The Adventure of Sherlock Holmes’ Smarter Brother

The Adventure of Sherlock Holmes' Smarter Brother. 20th Century Fox 1975.
The Adventure of Sherlock Holmes’ Smarter Brother. 20th Century Fox 1975.

Before watching the movie:

This movie is incidentally legendary in my family. I’m told I saw a few minutes of it at an extremely young age until my mother realized she shouldn’t be playing it in the presence of someone so young. So this is the Ur-example of movies I haven’t seen because of good parenting.

The combination of Gene Wilder and the Holmes mythos is an odd one, but both of them individually are reasons to take an interest, so hopefully they merge successfully. I expect the reason Wilder’s character is “Sigerson Holmes” when Mycroft Holmes is a canonical character who is actually smarter than Sherlock is so they have more room to do what they want with him, but I hope Mycroft at least gets a mention.  I think the Doyle estate still had American copyright over Holmes characters, so this might be a legal loophole as well.

I think somewhere around the house there’s still an off-air recording of this movie (which has most of the title on the label, but always seemed less like a title and more like a placeholding description), but even if we had a working Betamax player, I don’t like to review from off-air recordings since scenes get cut for time and content, and commercials break the flow in an unintended way. I saw this float through the library again and decided it was time.

After watching the movie:

When Sherlock Holmes finds the nature of a blackmailed singer’s case ill-suited to himself, he passes it off to his frustrated, overshadowed, never-bef0re-mentioned brother Sigerson. The case is complicated because Jenny, the singer, is nearly incapable of trusting anyone, and so lies constantly, but her blackmailer is in the employ of Professor Moriarty, her life is in danger, and one of Britain’s most important secret documents are at stake.

The film immediately tells us where it stands with Holmes lore. “You never told me you had a brother Sigerson.” “I never told you I had a brother Mycroft… until the occasion arose.”  Sherlock explains the situation and then disappears, allowing his brother to have his own limelight for once. Many of the references Wilder directly made beside that and Sigerson’s name went over my head (Sigerson’s assistant is named after an early draft’s name for Watson, for example; that’s deep trivia), but some elements of the case reminded me of Holmes cases in ways that I’m not sure were meant. Jenny being blackmailed over an indiscreet letter reminded me of Irene Adler, and breaking into the blackmailer’s home to steal papers back reminded me of Charles Augustus Milverton, but these could be incidental to the blackmail element.

As is the lot of a comic hero, Sigerson’s informed brilliance is undermined for the joke more often than not. Usually, it’s through him fatally overcomplicating a problem, which leads to some of the best moments, but sometimes he’s just overridden by Wilder’s usual naive ineptitude shtick, and this leads to the more mediocre jokes. The best comedy comes from Leo McKern’s neurotic Professor Moriarty, and Dom DeLuise’s barely-in-the-movie blackmailing opera star. The two come close to stealing the show when separate, and their scene together runs away with it entirely.

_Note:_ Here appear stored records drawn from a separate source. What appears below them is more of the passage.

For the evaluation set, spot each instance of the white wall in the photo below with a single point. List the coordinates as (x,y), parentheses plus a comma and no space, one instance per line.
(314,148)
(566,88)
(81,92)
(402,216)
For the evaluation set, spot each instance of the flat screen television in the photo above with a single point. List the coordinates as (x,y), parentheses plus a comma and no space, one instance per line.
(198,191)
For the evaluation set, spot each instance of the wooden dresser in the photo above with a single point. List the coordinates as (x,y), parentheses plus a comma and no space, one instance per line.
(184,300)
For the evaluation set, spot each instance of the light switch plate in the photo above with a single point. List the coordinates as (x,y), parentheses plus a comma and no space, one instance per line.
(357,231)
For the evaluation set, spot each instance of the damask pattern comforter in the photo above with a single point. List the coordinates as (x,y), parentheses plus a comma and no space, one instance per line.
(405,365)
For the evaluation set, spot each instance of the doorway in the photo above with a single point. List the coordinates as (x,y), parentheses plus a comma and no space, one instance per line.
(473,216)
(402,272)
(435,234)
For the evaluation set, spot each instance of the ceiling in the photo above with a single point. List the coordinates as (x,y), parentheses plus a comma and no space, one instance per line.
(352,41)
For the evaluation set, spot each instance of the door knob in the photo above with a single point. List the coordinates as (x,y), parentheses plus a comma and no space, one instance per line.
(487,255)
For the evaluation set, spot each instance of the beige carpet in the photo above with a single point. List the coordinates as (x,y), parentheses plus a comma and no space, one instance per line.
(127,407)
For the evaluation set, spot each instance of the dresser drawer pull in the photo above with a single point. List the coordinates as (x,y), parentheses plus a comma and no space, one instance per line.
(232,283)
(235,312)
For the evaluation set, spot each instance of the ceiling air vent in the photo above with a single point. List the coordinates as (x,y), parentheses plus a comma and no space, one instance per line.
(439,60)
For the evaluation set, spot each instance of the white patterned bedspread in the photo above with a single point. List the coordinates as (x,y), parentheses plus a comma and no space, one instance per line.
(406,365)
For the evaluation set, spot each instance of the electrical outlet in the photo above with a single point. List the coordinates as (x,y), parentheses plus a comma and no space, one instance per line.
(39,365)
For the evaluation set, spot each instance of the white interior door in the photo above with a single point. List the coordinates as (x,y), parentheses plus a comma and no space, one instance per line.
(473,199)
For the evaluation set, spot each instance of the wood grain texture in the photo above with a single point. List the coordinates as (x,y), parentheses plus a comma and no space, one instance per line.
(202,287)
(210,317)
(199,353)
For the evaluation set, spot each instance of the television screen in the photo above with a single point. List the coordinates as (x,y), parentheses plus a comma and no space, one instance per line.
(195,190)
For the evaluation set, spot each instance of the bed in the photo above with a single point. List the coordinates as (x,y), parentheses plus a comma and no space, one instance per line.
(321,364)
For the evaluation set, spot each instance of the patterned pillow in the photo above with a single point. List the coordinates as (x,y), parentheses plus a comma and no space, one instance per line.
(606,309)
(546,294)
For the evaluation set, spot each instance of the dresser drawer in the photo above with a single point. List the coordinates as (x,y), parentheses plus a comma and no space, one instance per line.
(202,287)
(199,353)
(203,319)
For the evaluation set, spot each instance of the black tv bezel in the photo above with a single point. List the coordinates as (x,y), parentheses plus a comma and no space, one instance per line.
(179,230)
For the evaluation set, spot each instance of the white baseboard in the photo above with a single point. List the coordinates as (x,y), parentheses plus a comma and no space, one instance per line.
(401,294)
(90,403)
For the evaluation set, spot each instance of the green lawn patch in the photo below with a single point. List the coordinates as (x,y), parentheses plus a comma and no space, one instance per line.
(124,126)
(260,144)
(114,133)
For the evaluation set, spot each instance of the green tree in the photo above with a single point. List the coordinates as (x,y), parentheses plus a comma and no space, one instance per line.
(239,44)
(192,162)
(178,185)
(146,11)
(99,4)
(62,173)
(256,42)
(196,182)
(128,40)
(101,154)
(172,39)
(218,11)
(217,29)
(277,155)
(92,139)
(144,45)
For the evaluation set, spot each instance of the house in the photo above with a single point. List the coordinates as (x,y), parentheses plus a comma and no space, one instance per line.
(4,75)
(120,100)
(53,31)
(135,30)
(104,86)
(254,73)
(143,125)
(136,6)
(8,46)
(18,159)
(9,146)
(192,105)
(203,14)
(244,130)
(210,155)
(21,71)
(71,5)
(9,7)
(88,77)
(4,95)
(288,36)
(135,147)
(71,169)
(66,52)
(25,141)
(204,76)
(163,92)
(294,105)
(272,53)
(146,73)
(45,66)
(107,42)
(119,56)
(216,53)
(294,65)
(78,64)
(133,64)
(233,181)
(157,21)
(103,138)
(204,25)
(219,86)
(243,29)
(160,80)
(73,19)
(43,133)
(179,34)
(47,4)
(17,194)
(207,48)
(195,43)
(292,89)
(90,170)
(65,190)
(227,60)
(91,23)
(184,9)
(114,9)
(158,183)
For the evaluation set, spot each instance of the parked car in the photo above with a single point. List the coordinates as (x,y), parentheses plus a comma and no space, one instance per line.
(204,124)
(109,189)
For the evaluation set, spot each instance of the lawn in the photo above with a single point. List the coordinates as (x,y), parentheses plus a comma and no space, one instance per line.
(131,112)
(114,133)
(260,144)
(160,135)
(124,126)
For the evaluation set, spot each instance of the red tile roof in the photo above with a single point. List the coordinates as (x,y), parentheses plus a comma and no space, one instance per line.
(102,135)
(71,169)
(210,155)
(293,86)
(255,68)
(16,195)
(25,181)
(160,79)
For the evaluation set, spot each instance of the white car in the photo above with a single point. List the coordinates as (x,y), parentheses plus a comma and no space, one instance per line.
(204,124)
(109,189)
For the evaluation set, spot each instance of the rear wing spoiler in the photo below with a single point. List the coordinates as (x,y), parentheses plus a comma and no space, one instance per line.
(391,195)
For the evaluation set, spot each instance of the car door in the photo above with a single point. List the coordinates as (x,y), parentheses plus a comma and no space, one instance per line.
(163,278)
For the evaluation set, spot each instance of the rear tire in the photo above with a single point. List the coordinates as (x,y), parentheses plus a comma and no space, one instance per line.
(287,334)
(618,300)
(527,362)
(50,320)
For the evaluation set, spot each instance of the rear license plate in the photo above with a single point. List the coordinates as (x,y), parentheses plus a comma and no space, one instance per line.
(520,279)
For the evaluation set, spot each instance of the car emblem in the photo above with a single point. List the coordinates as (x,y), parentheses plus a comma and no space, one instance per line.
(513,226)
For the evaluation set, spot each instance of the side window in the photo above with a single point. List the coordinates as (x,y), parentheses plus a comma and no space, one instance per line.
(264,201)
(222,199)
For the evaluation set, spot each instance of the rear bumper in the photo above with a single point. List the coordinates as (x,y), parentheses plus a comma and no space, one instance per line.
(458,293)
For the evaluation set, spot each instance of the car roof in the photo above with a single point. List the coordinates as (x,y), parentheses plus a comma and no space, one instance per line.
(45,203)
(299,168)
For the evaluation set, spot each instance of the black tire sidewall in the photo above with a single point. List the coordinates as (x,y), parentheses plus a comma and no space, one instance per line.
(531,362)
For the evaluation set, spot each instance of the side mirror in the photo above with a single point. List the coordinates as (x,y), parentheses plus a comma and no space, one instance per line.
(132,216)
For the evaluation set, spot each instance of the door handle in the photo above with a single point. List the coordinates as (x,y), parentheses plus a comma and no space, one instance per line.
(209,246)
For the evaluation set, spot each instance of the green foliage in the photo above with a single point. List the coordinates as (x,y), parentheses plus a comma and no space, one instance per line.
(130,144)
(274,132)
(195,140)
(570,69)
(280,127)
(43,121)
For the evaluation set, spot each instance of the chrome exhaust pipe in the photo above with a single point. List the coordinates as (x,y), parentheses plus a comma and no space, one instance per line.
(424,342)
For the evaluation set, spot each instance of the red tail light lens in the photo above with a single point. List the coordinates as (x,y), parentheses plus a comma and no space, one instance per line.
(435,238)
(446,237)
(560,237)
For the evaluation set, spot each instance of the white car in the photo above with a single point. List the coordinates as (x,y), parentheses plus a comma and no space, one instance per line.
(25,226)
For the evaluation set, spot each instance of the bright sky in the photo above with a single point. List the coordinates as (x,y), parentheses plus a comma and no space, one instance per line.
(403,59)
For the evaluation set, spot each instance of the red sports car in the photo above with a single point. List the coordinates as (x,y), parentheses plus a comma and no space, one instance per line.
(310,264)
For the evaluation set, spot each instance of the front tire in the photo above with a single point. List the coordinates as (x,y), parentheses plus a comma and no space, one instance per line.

Most summaries take Sherlock’s declaration that he’s leaving the country at face value, but it becomes clear fairly quickly this is only a ruse, and he’s keeping watch over Sigerson’s handling of the case, prodding him along sometimes. Sigerson never appears to see through this until the end, and even afterward doesn’t appear to recognize the only disguise I picked up on immediately. There’s a lot to Sherlock’s gambit that I only saw after a lot of thinking about the plot, which I won’t go into because probably even just mentioning it is too far. This movie might take a while to warm up, but it’s a lot of fun and works on a deeper level than most fun movies do.